Hanoi (VNA) – Vietnam’s oil and gas inventories are over 90 percent higher than the required level, meeting the domestic petroleum consumption demand in the next few months, according to the Vietnam Energy Association (VEA).

In the first months of 2020, the COVID-19 pandemic caused a sharp decline in domestic petroleum consumption due to limited travel and operation suspension of factories and enterprises.

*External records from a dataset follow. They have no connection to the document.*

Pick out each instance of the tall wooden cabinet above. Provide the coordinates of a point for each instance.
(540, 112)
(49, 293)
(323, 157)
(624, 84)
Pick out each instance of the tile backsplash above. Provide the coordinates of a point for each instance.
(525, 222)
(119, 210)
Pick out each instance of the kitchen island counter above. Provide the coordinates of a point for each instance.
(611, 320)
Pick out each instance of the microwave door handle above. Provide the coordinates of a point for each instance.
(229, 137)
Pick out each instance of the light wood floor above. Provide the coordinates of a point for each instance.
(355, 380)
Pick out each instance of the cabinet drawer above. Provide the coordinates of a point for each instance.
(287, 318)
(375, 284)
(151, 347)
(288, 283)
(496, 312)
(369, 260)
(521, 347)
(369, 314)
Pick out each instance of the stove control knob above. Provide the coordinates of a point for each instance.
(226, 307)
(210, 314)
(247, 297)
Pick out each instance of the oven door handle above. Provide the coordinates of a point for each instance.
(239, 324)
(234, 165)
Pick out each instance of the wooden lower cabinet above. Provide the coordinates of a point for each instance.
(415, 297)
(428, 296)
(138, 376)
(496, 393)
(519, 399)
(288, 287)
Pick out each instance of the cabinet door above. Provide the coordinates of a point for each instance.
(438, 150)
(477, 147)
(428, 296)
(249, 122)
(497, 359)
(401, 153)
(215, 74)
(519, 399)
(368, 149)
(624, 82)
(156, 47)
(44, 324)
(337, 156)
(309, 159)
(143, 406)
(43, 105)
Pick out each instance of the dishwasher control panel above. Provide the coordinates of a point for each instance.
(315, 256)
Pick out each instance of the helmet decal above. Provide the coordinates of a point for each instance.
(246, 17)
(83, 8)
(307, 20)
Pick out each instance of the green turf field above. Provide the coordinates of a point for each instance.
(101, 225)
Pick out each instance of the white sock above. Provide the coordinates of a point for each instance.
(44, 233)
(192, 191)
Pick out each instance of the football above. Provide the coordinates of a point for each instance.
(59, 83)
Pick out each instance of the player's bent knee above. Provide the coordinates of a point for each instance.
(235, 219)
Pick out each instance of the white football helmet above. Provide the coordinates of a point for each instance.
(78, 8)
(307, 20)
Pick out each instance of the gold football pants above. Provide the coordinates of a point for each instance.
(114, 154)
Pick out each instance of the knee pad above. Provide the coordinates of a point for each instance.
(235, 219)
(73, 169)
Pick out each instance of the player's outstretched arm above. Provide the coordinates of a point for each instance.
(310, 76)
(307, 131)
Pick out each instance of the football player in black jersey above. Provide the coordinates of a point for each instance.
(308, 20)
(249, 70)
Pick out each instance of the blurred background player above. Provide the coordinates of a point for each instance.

The situation is forecast to be continuing in the time to come.

Data released by the General Statistics Office showed that Vietnam imported 1.85 million tones of petrol and oil in the first three months of 2020, accounting for 61.67 percent of the total domestic demand at present.

Meanwhile, Dung Quat and Nghi Son refineries currently meet between 70-80 percent of the demand.

President of the VEA Tran Viet Ngai said that with the over-90-percent petroleum stockpile is sufficient for the domestic demand in the next three months.

The Vietnam Oil and Gas Group (PetroVietnam) recently has asked relevant ministries to halt petrol and oil imports as domestic sales have dropped.

PetroVietnam’s proposal was raised as sales of petrol and oil products in the domestic market slumped an estimated 30 percent in the first quarter of this year. PetroVietnam also forecast bigger reductions in the coming months.

In the latest review, the Ministries of Industry and Trade, and Finance have decided to reduce the retail price of petrol by over 4,100 VND/litre

Accordingly, price of E5RON92 is not higher than 11,956 VND (0.51 USD) per litre at the highest, while that of RON95-III was adjusted down to 12,560 VND per litre at the highest.

The prices of diesel 0.05S and kerosene were capped at 11,259 VND and 9,141 VND per litre, respectively./.